Procuratori scrivono ad Alfano: «Non siamo lottizzati»
«Sue affermazioni rischiano di privarci d'ogni autorevolezza»
ROMA - «Abbiamo chiesto di andare a dirigere alcune Procure, o settori di esse, per una spinta ideale e professionale, che ci ha portati a volte molto lontani dalle nostre città d'origine e dalle nostre famiglie, senza nessun ritorno economico ed anzi con un impegno finanziario personale piuttosto pesante, consapevoli di doverci confrontare quotidianamente con penuria di mezzi e di personale, in uffici spesso di 'frontiera' per la presenza di una criminalità aggressiva e profondamente infiltrata nel tessuto sociale». Così affermano in una lettera inviata al ministro della giustizia, 10 procuratori della Repubblica, da Sanremo a Tempio Pausania, da Gela a Pinerolo, da Cagliari a Lamezia Terme; e tre procuratori aggiunti della Capitale. A motivare la missiva è l'intervista rilasciata dal guardasigilli Angelino Alfano al tg2 il 10 giugno. Dopo le parole del ministro i magistrati hanno provato «profondo disappunto per il contenuto delle affermazioni fatte».

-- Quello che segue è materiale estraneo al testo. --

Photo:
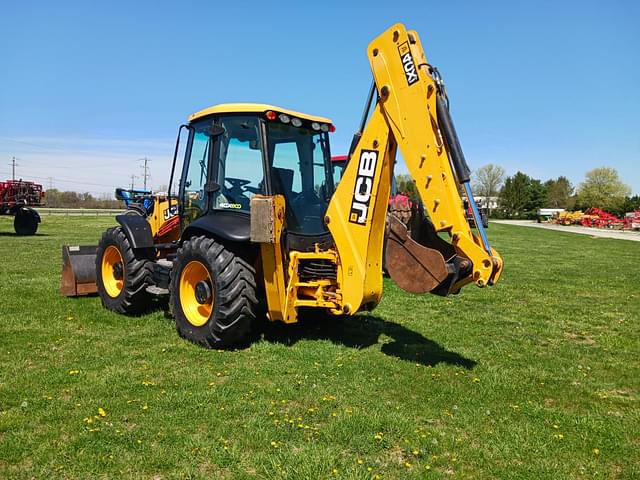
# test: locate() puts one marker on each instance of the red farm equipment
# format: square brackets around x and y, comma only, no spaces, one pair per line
[598,218]
[16,198]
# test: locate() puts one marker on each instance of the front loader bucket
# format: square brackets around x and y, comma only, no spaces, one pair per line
[78,270]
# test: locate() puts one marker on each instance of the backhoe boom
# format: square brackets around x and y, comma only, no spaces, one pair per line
[406,116]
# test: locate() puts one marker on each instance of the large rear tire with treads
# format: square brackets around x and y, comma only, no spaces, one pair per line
[213,294]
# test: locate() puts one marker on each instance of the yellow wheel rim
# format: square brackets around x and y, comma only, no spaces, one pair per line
[196,312]
[112,271]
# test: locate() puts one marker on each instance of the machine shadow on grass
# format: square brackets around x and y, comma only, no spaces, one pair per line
[363,331]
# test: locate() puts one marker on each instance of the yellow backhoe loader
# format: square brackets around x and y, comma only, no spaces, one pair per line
[258,218]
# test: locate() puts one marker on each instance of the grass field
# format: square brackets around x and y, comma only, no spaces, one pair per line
[535,378]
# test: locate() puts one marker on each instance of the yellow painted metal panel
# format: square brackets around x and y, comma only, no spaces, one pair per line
[226,108]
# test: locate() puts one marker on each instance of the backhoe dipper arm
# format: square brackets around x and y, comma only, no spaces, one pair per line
[407,115]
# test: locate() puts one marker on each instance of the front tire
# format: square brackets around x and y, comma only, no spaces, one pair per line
[25,222]
[122,274]
[213,294]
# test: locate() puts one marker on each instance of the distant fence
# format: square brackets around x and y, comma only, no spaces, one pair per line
[79,212]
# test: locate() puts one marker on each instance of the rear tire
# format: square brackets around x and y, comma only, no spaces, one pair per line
[25,222]
[213,294]
[122,274]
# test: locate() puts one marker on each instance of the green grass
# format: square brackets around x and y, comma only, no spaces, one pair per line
[535,378]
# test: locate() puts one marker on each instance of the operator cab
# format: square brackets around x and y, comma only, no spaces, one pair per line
[236,151]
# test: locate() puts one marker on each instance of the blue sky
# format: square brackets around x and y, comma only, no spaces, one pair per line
[89,88]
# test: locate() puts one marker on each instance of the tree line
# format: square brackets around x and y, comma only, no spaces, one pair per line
[55,198]
[520,195]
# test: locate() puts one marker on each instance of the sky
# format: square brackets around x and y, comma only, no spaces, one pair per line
[87,89]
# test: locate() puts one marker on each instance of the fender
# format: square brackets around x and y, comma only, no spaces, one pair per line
[137,230]
[230,226]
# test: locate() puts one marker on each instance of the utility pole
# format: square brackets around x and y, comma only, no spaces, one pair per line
[145,173]
[13,168]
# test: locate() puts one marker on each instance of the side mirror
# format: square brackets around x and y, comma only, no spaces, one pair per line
[215,131]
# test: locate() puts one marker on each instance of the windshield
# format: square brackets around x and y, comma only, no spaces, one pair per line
[238,164]
[301,171]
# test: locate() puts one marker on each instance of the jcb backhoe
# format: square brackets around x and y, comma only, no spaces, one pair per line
[260,225]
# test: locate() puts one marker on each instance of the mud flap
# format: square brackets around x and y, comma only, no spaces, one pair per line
[413,267]
[78,270]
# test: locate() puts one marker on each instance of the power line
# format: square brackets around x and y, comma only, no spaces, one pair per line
[13,168]
[146,173]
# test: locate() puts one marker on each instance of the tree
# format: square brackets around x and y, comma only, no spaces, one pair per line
[602,188]
[559,193]
[515,194]
[488,180]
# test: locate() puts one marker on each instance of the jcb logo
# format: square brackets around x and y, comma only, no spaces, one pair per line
[170,212]
[408,64]
[363,187]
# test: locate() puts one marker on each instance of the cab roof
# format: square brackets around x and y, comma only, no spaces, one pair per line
[253,108]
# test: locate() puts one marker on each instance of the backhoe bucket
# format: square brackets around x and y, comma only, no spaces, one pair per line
[78,270]
[413,267]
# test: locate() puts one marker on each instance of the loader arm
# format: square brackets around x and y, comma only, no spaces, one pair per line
[407,115]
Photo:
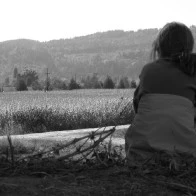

I pm rifiutano di avere in qualche modo un «peccato d'origine» e cioè di esser «lottizzati» come invece si ritiene dalla lettura delel dichiarazioni del ministro. La scelta di andare «lontani da casa», quindi, è per «per un forte 'spirito di servizio', profondamente radicato in noi». E poi - si aggiunge - «va rilevato che uno dei punti cardine della recente riforma dell'ordinamento giudiziario è costituito proprio dai nuovi criteri di nomina dei dirigenti degli uffici giudiziari, con l'abbandono del criterio dell'anzianità in favore del merito e delle attitudini direttive e con l'introduzione della temporaneità degli incarichi».
«Riteniamo di essere stati nominati da questo Consiglio per le nostre qualità professionali e non certamente per logiche spartitorie. Alcuni di noi non sono mai stati iscritti ad alcuna corrente e chi si è impegnato nella vita associativa o in incarichi istituzionali lo ha fatto semplicemente per quello 'spirito di servizio' di cui abbiamo già detto e che connota comunque l'attività di noi magistrati».
«La 'partecipazione' alle scelte (nella vita di un'associazione o di una nazione) è, d'altronde, l'essenza stessa della democrazia. Peraltro lei, signor Ministro, attraverso il previo 'concerto' aveva la possibilità di bloccare le nomine da lei ritenute illegittime o inopportune. Lo poteva fare e non l'ha fatto. Questo è il motivo per il quale non riusciamo a comprendere perché, solo oggi, si lascia andare a queste affermazioni, che per la loro genericità appaiono prive di giustificazione e si risolvono esclusivamente in una delegittimazione di tutti i vertici degli uffici giudiziari e dello stesso Consiglio superiore».
«Le sue affermazioni, signor Ministro - si sottolinea - rischiano di privare di ogni autorevolezza il nostro incarico. Il danno è potenzialmente enorme, soprattutto ove si consideri che il presidente della Repubblica, solo il giorno prima, aveva osservato, a proposito dell'organizzazione delle procure, che occorreva 'un pacato riconoscimento delle funzioni ordinatrici e coordinatrici che spettano al capo dell'Ufficio' sottolineando, quindi, come ai capi degli uffici (e quindi alle loro esclusive capacità) spettasse la responsabilità ultima dell'organizzazione degli stessi».
Poi si aggiunge: «Riteniamo che al Csm vada riconosciuto il merito di aver svolto in tempi brevissimi, e nel modo migliore, il delicato compito di dare pratica attuazione alla riforma dell'ordinamento giudiziario. Confidiamo che lei saprà rivedere i suoi convincimenti, restituendo, con la stessa evidenza pubblica, dignità e autorevolezza a tutti coloro che sono stati ingiustamente raggiunti dalle Sue considerazioni». La lettera è firmata dal procuratore di Pinerolo, Giuseppe Amato; da quello di Sanremo, Roberto Cavallone; da quello di Tempio Pausania, Mario D'Onofrio; da quello di Gela, Lucia Lotti e di Caltagirone, Francesco Paolo Giordano.
Questa sorta di 'nazionale' dei procuratori, è completata da quello di Cagliari, Mauro Mura; e da quello di Ragura, Carmelo Petralia e di Oristano, Andrea Padalino; da quello di Fermo, Andrea Vardaro e di Lamezia Terme, Salvatore Vitello. I procuratori aggiunti di Roma sono Giancarlo Capaldo; Agnello Nello Rossi e Pietro Saviotti.